Imagine you are a new-opened nonprofit organization. What to start with? How to find people who are ready to get involved? Once Rachael Chong asked herself the same question, and it resulted in the largest matching platform that helps nonprofits to find volunteers.


Rachael Chong’s journey

Rachael Chong’s journey through the field of nonprofits started with helping to build the US affiliate of BRAC, an international largest development organisation dedicated to empowering people living in poverty, based in Bangladesh. There she helped to rise more than $40 million in less than one year. Such a rapid success gave her an inspiration to launch Catchafire in 2009.

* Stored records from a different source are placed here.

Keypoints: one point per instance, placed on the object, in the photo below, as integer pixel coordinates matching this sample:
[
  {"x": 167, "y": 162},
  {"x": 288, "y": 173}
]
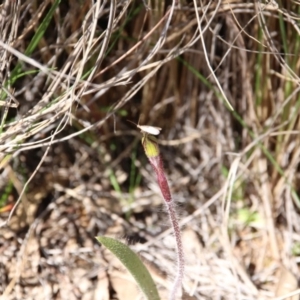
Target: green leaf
[{"x": 133, "y": 264}]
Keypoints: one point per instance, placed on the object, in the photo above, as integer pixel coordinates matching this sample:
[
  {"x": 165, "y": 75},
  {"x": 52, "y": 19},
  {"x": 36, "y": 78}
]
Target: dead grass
[{"x": 72, "y": 169}]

With a limited budget she had to get crafty and creative to get the platform done. At first the team consisted of only two people. But who could to build a platform who focuses on volunteering? Of course, volunteers! Chong invited people from  McKinsey, AOL, Nike, Goldman Sachs and other esteemed companies to help. One year, later she has already won “Summer 2010 Huffington Post’s Innovators Series”, got the Tribeca Disruptive Innovation Award and NYC Venteure Fellowship in 2012, was named one of Fast Company’s 100 Most Creative People in Business in 2012 and 2014 and became one of the World Economic Forum’s Young Global Leaders for 2015. Now she is one of the most successful asian women entrepreneurs.

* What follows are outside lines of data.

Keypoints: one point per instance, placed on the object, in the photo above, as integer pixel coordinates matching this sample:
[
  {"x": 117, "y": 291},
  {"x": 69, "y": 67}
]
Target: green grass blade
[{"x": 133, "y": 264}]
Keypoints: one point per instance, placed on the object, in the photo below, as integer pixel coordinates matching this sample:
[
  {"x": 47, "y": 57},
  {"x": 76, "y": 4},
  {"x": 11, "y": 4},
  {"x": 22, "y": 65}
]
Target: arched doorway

I believe in servant leadership. If you flip the typical pyramid structure where the leader is on the top, you have the leader at the bottom who supports the rest of the company. She shares her power, viewing her role as the chief enabler — enabling (aka “serving”) her team so they can achieve their potential for the success of the whole. She leads by example by serving her people and her mission”- Chong said in her interview to “The Asian Entrepreneur” about the principles she follows.

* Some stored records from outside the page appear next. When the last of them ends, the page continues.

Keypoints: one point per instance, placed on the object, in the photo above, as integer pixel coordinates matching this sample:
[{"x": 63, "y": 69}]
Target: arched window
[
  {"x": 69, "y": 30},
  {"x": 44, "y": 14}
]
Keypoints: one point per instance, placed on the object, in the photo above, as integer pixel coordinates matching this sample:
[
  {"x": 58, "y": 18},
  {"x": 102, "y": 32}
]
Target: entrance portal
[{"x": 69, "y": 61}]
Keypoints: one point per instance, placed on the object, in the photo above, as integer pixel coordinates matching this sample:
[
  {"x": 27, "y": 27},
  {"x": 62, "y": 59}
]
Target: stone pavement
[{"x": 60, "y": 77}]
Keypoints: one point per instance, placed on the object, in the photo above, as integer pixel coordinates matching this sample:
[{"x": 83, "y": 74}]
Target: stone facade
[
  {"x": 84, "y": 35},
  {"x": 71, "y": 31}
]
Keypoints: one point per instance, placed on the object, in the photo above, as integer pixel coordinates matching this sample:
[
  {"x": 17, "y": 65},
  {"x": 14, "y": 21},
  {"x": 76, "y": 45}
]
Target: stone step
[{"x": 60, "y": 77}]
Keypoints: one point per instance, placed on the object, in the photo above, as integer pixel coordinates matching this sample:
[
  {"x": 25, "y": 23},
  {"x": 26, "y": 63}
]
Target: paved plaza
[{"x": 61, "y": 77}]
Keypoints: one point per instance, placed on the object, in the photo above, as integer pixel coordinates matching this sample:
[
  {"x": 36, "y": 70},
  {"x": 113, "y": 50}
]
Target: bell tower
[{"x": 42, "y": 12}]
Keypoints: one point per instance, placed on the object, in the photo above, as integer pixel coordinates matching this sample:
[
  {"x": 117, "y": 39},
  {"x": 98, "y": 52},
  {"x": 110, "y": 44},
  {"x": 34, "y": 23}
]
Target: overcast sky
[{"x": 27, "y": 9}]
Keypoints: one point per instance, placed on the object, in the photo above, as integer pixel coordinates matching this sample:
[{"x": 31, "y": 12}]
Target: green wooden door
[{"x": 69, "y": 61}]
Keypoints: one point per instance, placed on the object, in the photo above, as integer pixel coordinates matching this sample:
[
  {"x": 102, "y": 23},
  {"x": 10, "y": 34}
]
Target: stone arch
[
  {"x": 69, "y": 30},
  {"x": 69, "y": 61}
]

Sharing these experiences, Rachael gives inspiring motivational speeches on TEDx:



From business plan to a growing platform

While Rachael Chong was working as an investment banker, she always had a desire to apply her professional skills somewhere out of her job in order to help nonprofits.  But there always was a trouble: it was quite difficult to find a proper organisation where she could get a volunteer experience from. There was no skills-based opportunities she was searching for. And that’s how Catchafire platform has begun. At first, it was a business plan for Rachael’s Master thesis, when Chong studied Public Policy in Duke University. Now  it is world’s largest online provider of  volunteer platform.


What does it do?

Give what you’re good at” is the slogan of the platform. You can donate not only money but your skills and talent. This is the main idea Catchafire follows. With limited resources nonprofits experience the lack of expertise they need to improve day by day.  Catchafire matches professionals with nonprofits: it helps people who are ready to give their skills with organisations looking for such a people. Furthermore, Chang’s platform helps companies to design, develop volunteer programs.  Say you’re a software developer, designer or a business analyst. You fill profile on, giving infon about your skills and your preferences. Meanwhile, nonprofits do the same by creating a profile and listing projects in areas that require a certain skill — for example, creating a plan  for a campaign devoted to raising awarness about epidemia, or designing a new logo for new-opened shelter for homeless animals. Catchafire, just like a dating service, will help to match.

The platform offers 8 main fields that nonprofits can look for a help with: Business plan writing, Fundraising, Marketing and Communications, Online platforms, Operations, People, Program and Technology.

Here is the Manifest of Catchafire:
  • WE BELIEVE all social good organizations should have access to top talent.
  • WE BELIEVE all people should have the opportunity to use their talents for good.
  • WE BELIEVE all people should have the opportunity to be transformed by a positive volunteer experience.
  • WE FOSTER an environment rich in reciprocity.
  • WE INCENTIVIZE measurable actions over good intentions.

Who does it help?

American Cancer Society is one of the active users of Catchafire platform. Here is an example of an inspiring story:

In the beginning of 2017 the American Cancer Society was looking for a designer to create a brand logo for new strategy Gen2End, which engaging young professionals, who will help to end cancer in XXI century.  On the other hand, a graphic designer Allie wanted to donate her skills to an organisation that supports researches that are important to global society that will eradicate such a horrible illness as cancer. So she decided to create a logo for Gen2End. The meeting point was Catchafire. Both volunteer and nonprofit started from scratch and soon the logo will be presented.


What is the future of the platform?

As Chong mentioned in her interviews and public speeches, Catchafire aims to become a hub not only for nonprofits, but also for for-profit and for-purpose organisations to interact. But even now there is no such a platform like Catchafire, so it keeps setting treds to the volunteer market. Wanna see what’s the future of such a platforms? Rachael Chong will show you. Very soon.